By default the list of migrations to apply will be only the schema migrations and not seed data migrations (see next section for more); in a development or QA environment where you want seed data, pass `-s` / `--seed` to see what migrations including seed data migrations would be applied and pass `-s -e` / `--seed --execute` to actually apply them.

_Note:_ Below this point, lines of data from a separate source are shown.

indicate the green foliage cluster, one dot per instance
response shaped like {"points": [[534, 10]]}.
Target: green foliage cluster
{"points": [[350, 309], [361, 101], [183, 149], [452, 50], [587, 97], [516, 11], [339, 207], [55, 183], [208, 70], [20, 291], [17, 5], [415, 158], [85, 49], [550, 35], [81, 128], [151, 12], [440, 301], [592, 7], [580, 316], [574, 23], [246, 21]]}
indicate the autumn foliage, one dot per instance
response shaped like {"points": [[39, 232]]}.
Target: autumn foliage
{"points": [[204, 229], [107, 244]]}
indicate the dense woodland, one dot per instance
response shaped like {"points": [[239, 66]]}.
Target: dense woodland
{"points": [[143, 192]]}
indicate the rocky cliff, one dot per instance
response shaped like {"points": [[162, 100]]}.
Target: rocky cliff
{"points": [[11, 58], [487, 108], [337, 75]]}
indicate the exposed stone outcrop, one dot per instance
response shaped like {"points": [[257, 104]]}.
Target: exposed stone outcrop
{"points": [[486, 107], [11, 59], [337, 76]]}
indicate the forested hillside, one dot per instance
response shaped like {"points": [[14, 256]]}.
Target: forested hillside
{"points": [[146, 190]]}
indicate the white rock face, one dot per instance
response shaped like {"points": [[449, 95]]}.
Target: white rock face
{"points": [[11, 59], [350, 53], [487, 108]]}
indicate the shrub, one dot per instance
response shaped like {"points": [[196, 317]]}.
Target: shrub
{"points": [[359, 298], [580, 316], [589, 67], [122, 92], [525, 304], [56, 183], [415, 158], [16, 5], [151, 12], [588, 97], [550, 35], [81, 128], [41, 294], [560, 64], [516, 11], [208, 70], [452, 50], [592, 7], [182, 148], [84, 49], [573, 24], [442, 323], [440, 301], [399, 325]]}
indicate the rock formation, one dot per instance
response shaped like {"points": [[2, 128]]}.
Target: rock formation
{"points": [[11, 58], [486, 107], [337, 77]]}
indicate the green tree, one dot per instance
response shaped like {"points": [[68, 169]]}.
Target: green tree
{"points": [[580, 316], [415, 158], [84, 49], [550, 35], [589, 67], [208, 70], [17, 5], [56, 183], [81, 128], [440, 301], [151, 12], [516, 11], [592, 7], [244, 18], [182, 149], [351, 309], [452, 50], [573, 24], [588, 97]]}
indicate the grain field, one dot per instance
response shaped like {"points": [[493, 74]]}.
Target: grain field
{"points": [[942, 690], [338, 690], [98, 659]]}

You can additionally request that the database be backed up prior to migration using `-b` / `--backup` and passing the path where you want the backup file created.

### Migration types

Migrations come in two flavors: `schemaMigration` and `seedDataMigration`. The former type are run everywhere, while the second type are only run when requested with `--seed` and the `refurb.config` table doesn't have the `prod_system` flag set. The two types are intended to help with a common workflow, where in development and QA environments it's helpful to have seed data installed in your database, e.g. test users and configuration. Conversely seed data should never make its way into production, especially when installing that seed data might be destructive.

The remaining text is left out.